I DIDN'T know whether to eat the prawn cocktail or wear it like a hat. I should have worn it like a hat.
I really wanted Hotel Gotham to be so good I would never stray and think of another Manchester hotel again
Hotel Gotham appreciates its excess and this £12.95 creation had more melodrama than a Jeremy Kyle episode and about as much class. It came in a foot high glass about eight inches wide filled with a crustacean to pull apart, some other gooey cooked crustacea, lemon, cucumber, tomato, a pot of yellow stuff, leaves and a huge piece of celery sticking out of the top like a prawn's tail - which is presumably what it's meant to represent. It's a silly dish.
The food at Honey Restaurant in Hotel Gotham makes you scratch your head.
There are good parts, the chicken and ham pie, despite its daft pastry parcel hat, was thoroughly decent; good textures, flavours, jolly little peas and a nice kick of mustard.

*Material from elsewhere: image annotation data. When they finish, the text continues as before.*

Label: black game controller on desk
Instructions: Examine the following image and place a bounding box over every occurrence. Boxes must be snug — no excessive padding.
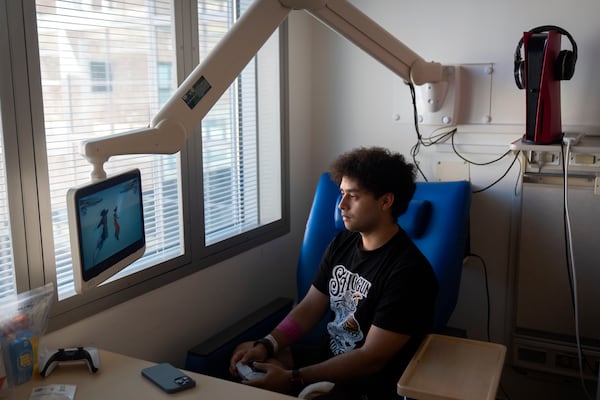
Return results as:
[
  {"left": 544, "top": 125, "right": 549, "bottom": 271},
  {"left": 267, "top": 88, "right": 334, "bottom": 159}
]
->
[{"left": 40, "top": 347, "right": 100, "bottom": 378}]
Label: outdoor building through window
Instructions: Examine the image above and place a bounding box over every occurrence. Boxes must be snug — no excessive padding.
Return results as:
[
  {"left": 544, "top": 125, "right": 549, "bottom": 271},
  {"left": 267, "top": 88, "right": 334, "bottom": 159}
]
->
[{"left": 0, "top": 0, "right": 288, "bottom": 328}]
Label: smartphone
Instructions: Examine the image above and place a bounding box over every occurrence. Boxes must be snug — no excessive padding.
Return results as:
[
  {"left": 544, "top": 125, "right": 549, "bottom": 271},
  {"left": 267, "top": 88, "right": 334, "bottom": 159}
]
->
[{"left": 142, "top": 363, "right": 196, "bottom": 393}]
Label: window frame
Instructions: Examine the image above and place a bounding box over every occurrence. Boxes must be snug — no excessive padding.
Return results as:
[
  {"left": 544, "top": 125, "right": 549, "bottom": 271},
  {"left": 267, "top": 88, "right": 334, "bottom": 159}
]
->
[{"left": 0, "top": 0, "right": 290, "bottom": 331}]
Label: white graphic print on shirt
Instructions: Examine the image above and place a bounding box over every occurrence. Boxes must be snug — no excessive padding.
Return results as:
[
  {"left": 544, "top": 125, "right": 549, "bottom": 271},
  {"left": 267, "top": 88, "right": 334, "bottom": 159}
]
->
[{"left": 327, "top": 265, "right": 371, "bottom": 355}]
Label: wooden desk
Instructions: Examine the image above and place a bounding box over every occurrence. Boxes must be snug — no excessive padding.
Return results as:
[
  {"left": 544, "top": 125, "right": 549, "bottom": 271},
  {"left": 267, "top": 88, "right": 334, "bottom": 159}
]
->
[
  {"left": 398, "top": 335, "right": 506, "bottom": 400},
  {"left": 17, "top": 351, "right": 294, "bottom": 400}
]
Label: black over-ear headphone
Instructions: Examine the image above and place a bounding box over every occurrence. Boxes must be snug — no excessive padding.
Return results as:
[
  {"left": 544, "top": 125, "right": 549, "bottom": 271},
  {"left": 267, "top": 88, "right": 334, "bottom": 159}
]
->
[{"left": 515, "top": 25, "right": 577, "bottom": 89}]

But a main dish of Mediterranean vegetable lasagne (£14) is as ugly as sin and as clumsy as a Paul Scholes' tackle. This is not a lasagne, it's a cheesy pile of tomatoes and vegetables with the pasta to one side. It's mush with rocket. It's not very pleasant.
By now, of course, you realise what's happening. The chef is playing that game whereby the dish descriptions are there to tease the customer as the food appearing from the kitchen tends to bear no relation to the name on the menu. Thus the chicken and ham pie was actually a ham hock terrine.
This messing with the customer continues throughout the meal. The lamb hotpot (£18.50) is no such thing but at least tastes of real food with its herby cutlets, decent shoulder and a filling mash-up of lentils, spuds and cabbage. Sadly on our visit it was woefully overcooked.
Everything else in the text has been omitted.